Today, Larson approaches the design process by talking with messengers in other cities, whom he reaches via social media and traditional word-of-mouth advertising. They request custom color options and original art—everything from Homer Simpson to Darth Vader—and they describe their unique needs, helping Larson dream up modifications that may lighten their loads. Rarely doing so much as even sketching a design, Larson relies on his imagination and experience to determine how to cut and shape the fabric, and where to place pockets, straps, fasteners, and other features. “It’s a challenge,” he says, “to work purely mentally, to picture how the finished, three-dimensional product will look when it’s first laid out flat.”
Though this process was difficult in the beginning, Larson now knows to some extent what works. “I start with what it needs to hold, and basically design around that.”
When he decided to build the Monster, for example—an 8,000-cubic-inch bag meant for transporting food—Larson gathered some pizza boxes and catering trays so he could build the bag around objects of those sizes. He reinforced the bag with a corrugated plastic shell and separate compartments for multiple orders, allowing messengers to carry more without crushing their customers’ sandwiches and donuts. “You still can’t e-mail food to people, or fax it,” Larson says, “so presentation really matters, especially when you’re working for tips.”
Like the design process, over the years sewing has also become less tiresome for Larson. “There wasn’t any eureka moment one day,” he says, “but you make those incremental improvements over time.” He appreciates the craft more now, too. “Sewing leads to a deeper appreciation of clothes and how things are made, which you can’t un-appreciate. You look at an object and start thinking about what went into making it; that sometimes can be a blessing and a curse.”

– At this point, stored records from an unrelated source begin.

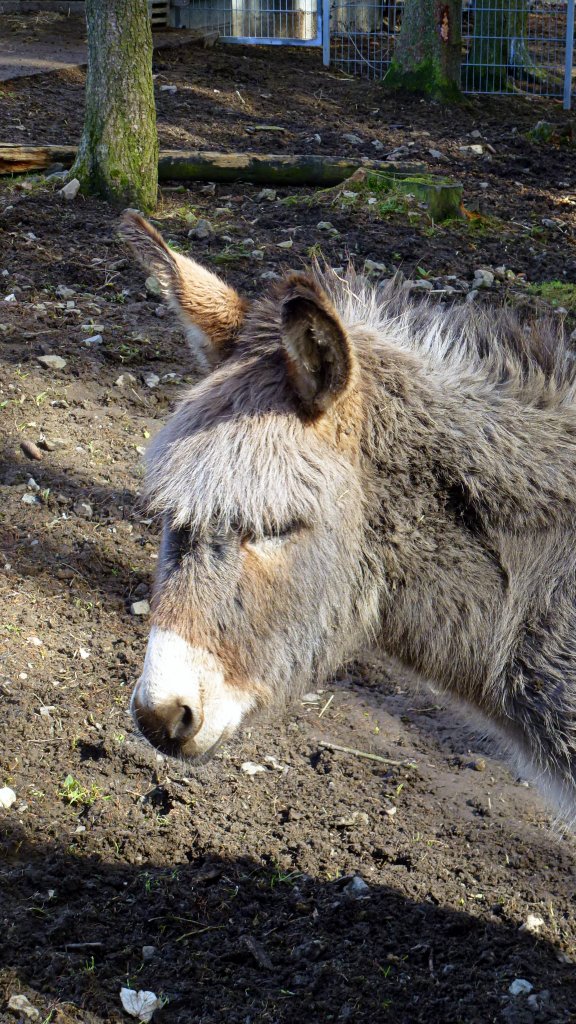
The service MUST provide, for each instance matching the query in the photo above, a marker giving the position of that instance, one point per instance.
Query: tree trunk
(427, 52)
(118, 153)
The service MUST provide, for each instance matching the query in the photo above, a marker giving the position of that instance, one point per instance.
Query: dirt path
(34, 44)
(227, 894)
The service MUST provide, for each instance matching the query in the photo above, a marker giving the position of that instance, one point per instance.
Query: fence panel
(507, 45)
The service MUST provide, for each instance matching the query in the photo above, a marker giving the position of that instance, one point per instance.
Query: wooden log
(277, 169)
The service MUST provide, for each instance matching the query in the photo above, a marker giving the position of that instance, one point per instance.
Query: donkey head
(261, 582)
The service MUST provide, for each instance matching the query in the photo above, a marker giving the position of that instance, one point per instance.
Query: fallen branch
(260, 168)
(369, 757)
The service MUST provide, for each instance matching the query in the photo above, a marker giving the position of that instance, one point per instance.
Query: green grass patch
(558, 293)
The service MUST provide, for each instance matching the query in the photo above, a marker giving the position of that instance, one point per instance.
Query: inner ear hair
(316, 345)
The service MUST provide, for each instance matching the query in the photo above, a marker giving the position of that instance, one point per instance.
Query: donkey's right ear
(210, 310)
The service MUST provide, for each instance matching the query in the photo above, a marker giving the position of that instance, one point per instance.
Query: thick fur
(430, 509)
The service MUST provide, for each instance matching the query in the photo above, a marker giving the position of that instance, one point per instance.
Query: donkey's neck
(457, 478)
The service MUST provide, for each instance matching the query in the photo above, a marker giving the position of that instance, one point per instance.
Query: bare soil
(239, 882)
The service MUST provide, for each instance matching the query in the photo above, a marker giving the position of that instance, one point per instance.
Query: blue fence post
(326, 32)
(569, 55)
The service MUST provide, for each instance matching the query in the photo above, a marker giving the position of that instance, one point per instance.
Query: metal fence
(272, 22)
(507, 45)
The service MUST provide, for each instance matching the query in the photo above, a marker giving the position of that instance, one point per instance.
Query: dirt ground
(238, 885)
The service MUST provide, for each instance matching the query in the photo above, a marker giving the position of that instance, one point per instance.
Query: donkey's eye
(272, 539)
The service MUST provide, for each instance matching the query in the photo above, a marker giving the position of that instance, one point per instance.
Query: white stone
(140, 608)
(71, 189)
(141, 1005)
(249, 768)
(7, 797)
(532, 924)
(21, 1005)
(521, 986)
(357, 888)
(51, 361)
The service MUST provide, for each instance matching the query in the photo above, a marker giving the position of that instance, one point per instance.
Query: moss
(425, 79)
(558, 293)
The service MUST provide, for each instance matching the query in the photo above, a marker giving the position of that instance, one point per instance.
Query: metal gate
(507, 45)
(293, 23)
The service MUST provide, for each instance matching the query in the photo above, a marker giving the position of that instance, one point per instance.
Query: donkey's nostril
(182, 724)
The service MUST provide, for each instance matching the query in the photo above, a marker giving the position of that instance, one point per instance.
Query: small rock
(31, 451)
(154, 287)
(51, 361)
(139, 608)
(357, 888)
(371, 266)
(521, 987)
(532, 924)
(419, 286)
(141, 1005)
(483, 279)
(71, 189)
(125, 379)
(202, 230)
(7, 797)
(83, 509)
(399, 153)
(21, 1005)
(249, 768)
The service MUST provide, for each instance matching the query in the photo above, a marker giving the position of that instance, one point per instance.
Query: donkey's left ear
(210, 310)
(319, 355)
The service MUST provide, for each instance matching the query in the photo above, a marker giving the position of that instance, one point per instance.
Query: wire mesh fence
(296, 22)
(507, 45)
(515, 44)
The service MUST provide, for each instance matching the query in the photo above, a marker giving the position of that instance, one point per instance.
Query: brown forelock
(211, 304)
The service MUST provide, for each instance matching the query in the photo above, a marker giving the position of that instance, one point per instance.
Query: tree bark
(427, 53)
(118, 153)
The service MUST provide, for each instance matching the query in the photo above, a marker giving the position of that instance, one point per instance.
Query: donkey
(353, 468)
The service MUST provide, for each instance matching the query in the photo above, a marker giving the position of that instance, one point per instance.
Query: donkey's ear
(318, 352)
(210, 310)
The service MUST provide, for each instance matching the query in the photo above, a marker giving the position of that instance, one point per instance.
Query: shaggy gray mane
(532, 359)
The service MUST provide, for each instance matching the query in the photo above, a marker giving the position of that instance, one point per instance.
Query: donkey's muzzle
(170, 727)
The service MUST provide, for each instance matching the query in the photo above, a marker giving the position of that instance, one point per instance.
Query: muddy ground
(240, 883)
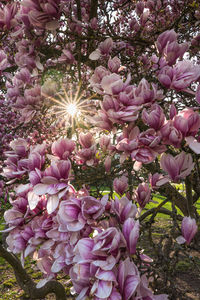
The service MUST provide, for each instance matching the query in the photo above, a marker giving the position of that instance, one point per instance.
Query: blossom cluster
(91, 239)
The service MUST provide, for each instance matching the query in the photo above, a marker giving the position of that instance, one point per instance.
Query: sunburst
(73, 106)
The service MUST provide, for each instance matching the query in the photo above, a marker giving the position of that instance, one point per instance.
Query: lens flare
(73, 105)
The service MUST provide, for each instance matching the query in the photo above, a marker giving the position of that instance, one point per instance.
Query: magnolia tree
(99, 111)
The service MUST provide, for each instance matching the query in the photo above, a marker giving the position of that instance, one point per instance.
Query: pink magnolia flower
(146, 93)
(93, 208)
(70, 216)
(155, 118)
(180, 76)
(198, 94)
(114, 64)
(63, 148)
(165, 38)
(143, 194)
(18, 239)
(131, 234)
(4, 64)
(189, 229)
(120, 185)
(54, 183)
(177, 167)
(104, 48)
(15, 215)
(171, 135)
(187, 121)
(95, 81)
(7, 16)
(43, 14)
(86, 140)
(22, 77)
(168, 46)
(107, 241)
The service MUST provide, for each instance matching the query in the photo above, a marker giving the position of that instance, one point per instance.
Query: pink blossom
(131, 234)
(92, 208)
(164, 38)
(155, 118)
(62, 148)
(189, 229)
(7, 16)
(171, 135)
(114, 64)
(120, 185)
(180, 76)
(4, 64)
(146, 93)
(70, 216)
(143, 194)
(187, 121)
(177, 167)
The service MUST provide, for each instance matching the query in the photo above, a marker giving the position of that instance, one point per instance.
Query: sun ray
(73, 105)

Larson and his team now offer a variety of designs, all of them informed by a desire to better serve the user and their cargo. A clever marketer, Larson gives the bags playful names like Dumpster, Landfill, Garbage Fire, and Trash Compactor. “Initially it was just a joke,” he says of his naming convention, “because messenger bags were meant for hauling your junk around.” Now, however, he appreciates the irony. “We make things that are long-lived, durable, and not throw-away items, so why not call them ‘trash’?” Turning serious, he adds, “I mean, what’s a good garbage reference that, at some point, doesn’t remind you to be socially conscious?”

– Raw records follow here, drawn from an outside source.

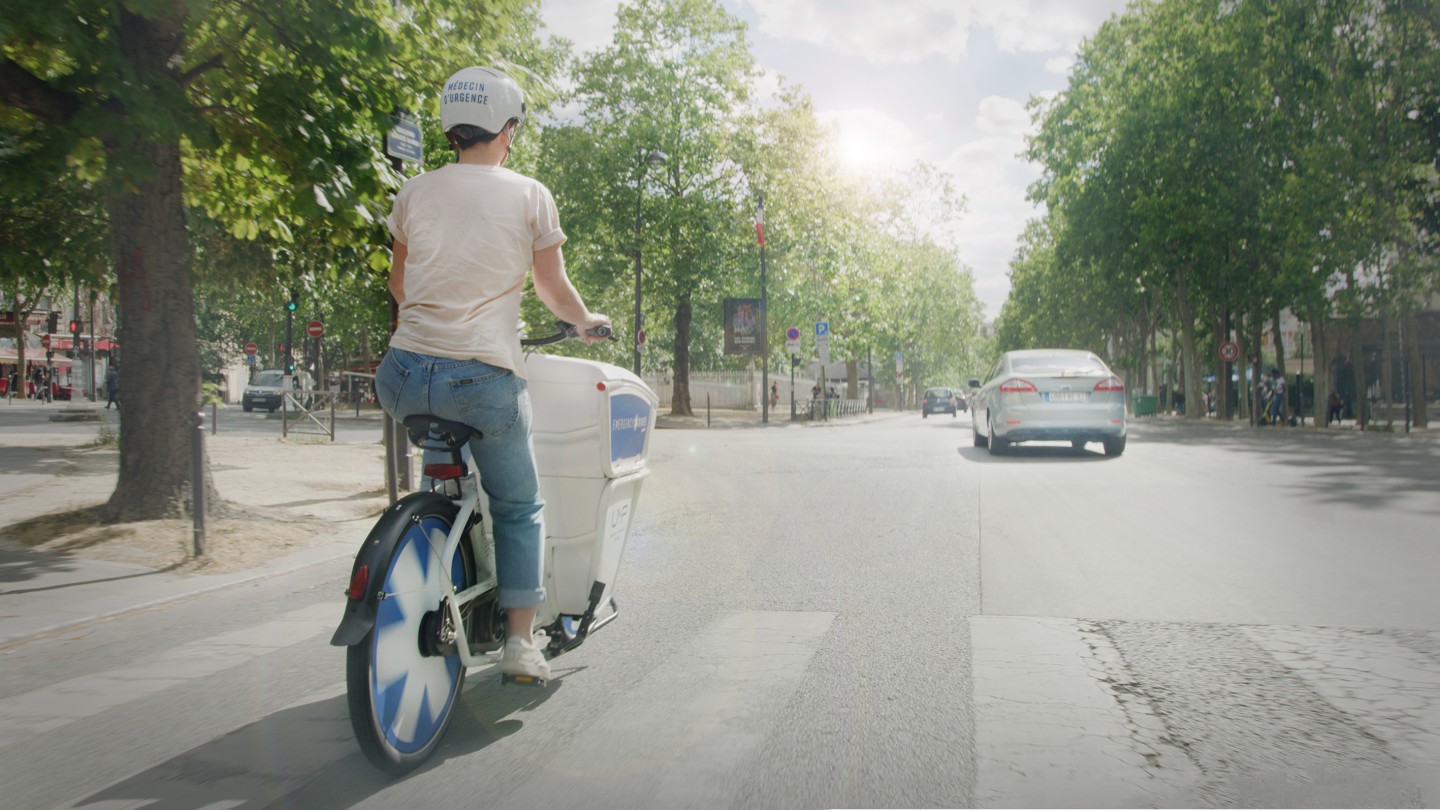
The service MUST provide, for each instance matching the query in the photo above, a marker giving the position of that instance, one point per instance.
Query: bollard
(198, 483)
(388, 431)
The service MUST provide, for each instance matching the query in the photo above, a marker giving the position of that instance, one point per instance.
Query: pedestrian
(465, 238)
(113, 388)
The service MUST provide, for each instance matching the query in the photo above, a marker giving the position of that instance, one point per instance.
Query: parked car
(265, 389)
(938, 401)
(1049, 395)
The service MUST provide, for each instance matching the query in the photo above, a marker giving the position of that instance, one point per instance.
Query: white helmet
(481, 97)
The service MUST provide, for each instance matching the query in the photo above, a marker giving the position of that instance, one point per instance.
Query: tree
(265, 117)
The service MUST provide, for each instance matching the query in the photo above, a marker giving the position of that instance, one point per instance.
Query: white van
(265, 389)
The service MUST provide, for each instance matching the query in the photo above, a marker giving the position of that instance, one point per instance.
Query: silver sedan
(1049, 395)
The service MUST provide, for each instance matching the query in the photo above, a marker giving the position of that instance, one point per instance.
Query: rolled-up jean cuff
(520, 598)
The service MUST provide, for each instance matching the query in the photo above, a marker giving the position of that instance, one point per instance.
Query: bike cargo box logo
(630, 424)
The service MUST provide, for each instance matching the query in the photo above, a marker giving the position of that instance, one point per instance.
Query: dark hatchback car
(939, 401)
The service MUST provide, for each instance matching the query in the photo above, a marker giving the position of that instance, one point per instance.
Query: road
(869, 614)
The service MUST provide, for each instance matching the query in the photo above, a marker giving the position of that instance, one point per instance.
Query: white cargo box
(591, 420)
(592, 427)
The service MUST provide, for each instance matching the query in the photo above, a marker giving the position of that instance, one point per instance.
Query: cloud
(994, 179)
(1001, 116)
(871, 139)
(588, 23)
(909, 30)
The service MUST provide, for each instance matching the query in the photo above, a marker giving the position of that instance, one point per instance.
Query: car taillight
(1109, 384)
(359, 582)
(444, 472)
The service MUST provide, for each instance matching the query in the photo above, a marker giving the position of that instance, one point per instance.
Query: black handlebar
(568, 332)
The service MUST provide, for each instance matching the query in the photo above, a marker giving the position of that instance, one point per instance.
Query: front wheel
(401, 691)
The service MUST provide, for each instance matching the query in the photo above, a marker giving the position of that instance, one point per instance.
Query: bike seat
(434, 433)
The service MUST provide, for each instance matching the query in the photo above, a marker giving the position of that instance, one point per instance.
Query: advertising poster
(743, 323)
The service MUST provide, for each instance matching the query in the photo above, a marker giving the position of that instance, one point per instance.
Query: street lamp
(655, 157)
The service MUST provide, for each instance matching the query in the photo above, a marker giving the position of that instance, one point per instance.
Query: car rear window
(1057, 363)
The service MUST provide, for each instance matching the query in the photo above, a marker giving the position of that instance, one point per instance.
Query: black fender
(376, 554)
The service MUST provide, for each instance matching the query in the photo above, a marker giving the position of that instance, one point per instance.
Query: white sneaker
(524, 660)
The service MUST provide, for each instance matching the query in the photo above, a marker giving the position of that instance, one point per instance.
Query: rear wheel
(402, 691)
(998, 446)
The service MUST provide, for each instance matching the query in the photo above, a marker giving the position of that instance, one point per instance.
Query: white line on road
(707, 706)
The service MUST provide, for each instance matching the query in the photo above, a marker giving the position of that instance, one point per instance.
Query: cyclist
(465, 237)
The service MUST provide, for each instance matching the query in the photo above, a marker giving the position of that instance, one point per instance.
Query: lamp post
(655, 157)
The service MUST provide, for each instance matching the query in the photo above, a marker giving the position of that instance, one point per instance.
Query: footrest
(522, 679)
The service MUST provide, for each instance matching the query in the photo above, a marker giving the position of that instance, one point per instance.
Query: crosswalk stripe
(706, 706)
(61, 704)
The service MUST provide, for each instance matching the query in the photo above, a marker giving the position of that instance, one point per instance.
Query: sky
(935, 81)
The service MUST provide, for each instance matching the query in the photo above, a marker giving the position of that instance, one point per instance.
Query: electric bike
(422, 601)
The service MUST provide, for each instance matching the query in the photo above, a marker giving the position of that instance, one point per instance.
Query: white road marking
(707, 706)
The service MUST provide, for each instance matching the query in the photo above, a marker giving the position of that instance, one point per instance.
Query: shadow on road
(307, 755)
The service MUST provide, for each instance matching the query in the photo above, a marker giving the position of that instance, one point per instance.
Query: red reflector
(359, 581)
(1109, 384)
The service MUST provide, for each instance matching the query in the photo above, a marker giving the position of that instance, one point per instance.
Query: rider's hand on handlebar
(591, 323)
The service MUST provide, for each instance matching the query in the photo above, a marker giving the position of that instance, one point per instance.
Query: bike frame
(454, 601)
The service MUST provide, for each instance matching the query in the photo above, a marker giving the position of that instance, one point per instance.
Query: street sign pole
(765, 319)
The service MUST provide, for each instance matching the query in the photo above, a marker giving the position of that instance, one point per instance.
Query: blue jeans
(494, 401)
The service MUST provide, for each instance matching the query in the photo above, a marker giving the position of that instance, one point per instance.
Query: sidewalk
(331, 490)
(307, 502)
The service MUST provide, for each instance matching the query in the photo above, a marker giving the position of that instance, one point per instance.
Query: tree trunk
(680, 394)
(1414, 361)
(160, 379)
(1322, 369)
(1387, 363)
(1190, 355)
(1358, 376)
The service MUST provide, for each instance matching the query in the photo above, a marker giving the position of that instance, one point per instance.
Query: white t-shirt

Though he’s no longer making deliveries, Larson appreciates the cycling community’s pro-environment streak. For starters, he rides to work most days on a Bridgestone bike he freed from a snowbank in 2005, and he drives an old 1990 Toyota Camry wagon, which belonged to his grandmother, only when necessary. Additionally, he travels annually to support the Cycle Messenger World Championships.
The championships draw up to 300 participants and feature events like bike polo, sprints, and a closed-course contest in which messengers race to successfully complete up to 100 pickups and drop-offs. Having competed and placed among the top finishers in previous years, Larson will attend this year’s championships in Paris as a sponsor. In fact, Trash Messenger Bags will be among the prizes awarded to winning riders.

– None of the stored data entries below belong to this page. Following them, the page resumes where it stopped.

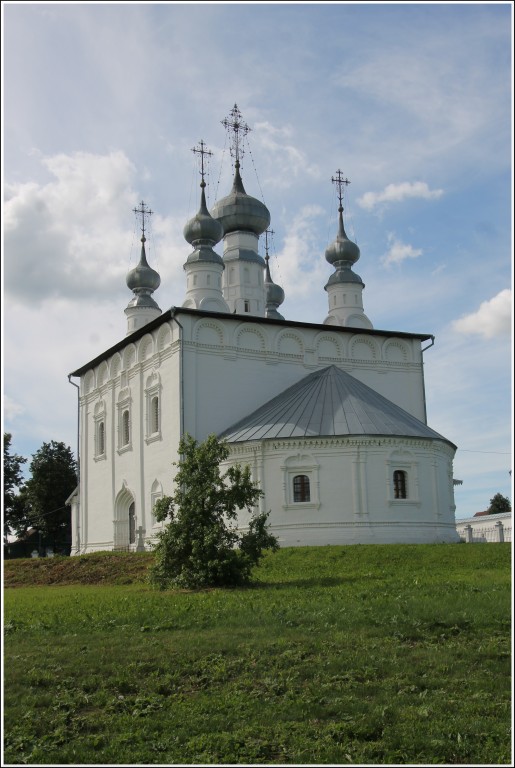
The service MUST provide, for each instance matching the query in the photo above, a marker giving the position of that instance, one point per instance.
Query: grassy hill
(337, 655)
(95, 568)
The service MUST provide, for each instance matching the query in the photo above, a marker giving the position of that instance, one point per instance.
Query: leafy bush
(201, 545)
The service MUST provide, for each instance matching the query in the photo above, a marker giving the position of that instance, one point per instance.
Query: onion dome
(203, 232)
(143, 280)
(239, 211)
(274, 294)
(342, 254)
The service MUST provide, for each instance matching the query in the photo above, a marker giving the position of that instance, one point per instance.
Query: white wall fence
(498, 532)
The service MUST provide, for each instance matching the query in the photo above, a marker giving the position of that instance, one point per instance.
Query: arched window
(101, 438)
(400, 485)
(301, 488)
(125, 428)
(154, 414)
(132, 524)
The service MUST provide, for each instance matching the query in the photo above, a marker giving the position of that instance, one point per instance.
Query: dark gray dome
(203, 228)
(143, 277)
(239, 211)
(342, 250)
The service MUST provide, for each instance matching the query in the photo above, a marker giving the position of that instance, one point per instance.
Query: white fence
(493, 533)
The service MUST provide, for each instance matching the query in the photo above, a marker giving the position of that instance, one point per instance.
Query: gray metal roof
(329, 402)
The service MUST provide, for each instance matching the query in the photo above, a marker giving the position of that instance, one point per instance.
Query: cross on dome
(340, 183)
(201, 150)
(234, 123)
(145, 212)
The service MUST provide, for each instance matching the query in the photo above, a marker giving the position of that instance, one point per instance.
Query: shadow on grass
(323, 581)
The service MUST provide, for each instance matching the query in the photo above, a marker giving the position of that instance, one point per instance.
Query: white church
(330, 416)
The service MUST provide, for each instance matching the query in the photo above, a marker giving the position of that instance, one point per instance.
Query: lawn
(387, 654)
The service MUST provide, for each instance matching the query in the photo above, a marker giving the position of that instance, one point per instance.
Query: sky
(102, 104)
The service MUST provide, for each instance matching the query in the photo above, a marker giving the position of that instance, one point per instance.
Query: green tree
(498, 504)
(201, 545)
(15, 511)
(53, 477)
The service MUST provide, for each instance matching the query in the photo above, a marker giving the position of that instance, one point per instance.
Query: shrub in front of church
(201, 546)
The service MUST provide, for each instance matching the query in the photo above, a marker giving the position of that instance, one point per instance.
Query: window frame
(301, 489)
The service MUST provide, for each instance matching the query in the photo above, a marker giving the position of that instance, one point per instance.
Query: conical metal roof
(328, 403)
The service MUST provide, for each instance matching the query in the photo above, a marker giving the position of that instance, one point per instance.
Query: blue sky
(102, 104)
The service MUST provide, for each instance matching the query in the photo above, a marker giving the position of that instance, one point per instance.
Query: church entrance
(124, 533)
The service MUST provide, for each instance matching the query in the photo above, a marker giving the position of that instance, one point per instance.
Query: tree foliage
(53, 477)
(201, 545)
(498, 504)
(15, 518)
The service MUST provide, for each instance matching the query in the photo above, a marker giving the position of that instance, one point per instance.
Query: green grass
(339, 655)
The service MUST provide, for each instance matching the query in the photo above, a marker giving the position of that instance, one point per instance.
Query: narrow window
(125, 428)
(132, 524)
(399, 484)
(154, 415)
(101, 439)
(301, 488)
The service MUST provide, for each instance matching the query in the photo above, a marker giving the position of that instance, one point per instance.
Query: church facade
(330, 417)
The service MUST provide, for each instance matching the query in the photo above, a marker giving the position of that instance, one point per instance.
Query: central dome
(239, 211)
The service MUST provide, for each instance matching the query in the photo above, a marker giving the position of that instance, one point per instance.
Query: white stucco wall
(211, 371)
(351, 483)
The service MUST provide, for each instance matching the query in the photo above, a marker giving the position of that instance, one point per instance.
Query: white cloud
(284, 160)
(12, 409)
(396, 193)
(493, 318)
(75, 236)
(300, 268)
(399, 251)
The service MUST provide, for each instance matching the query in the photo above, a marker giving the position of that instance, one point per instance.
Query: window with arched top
(101, 438)
(400, 484)
(126, 433)
(153, 408)
(154, 414)
(301, 488)
(132, 523)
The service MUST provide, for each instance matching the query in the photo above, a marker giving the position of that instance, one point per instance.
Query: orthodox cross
(340, 183)
(240, 129)
(201, 150)
(267, 232)
(144, 211)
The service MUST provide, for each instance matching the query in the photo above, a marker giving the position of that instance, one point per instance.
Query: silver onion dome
(203, 228)
(342, 250)
(239, 211)
(143, 278)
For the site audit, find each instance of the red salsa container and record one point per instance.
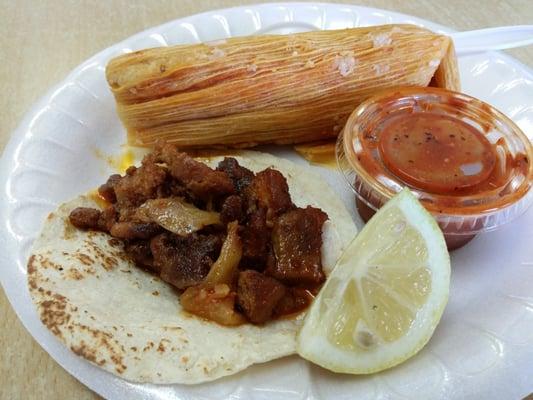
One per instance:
(467, 163)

Looking to the future, Larson says he has no plans to make Trash Messenger Bags a giant company. “I get e-mailed by Chinese factories offering to make my bags for me, but I don’t want to do that,” he says. He would prefer instead to maintain his brand’s integrity and keep managing the business himself, learning as he goes and responding to the needs of his customers as they come up.
To that end, Larson grabs a handful of bright orange material—trimmed from a road sign someone brought into his shop—and starts in on a set of phone holsters for a courier in Finland. He works quickly without a tape measure and begins sewing up some Velcro straps and belt loops, his hands following a pattern they know by heart.
“If you’re stubborn enough,” he says, “you can learn how to do almost anything.”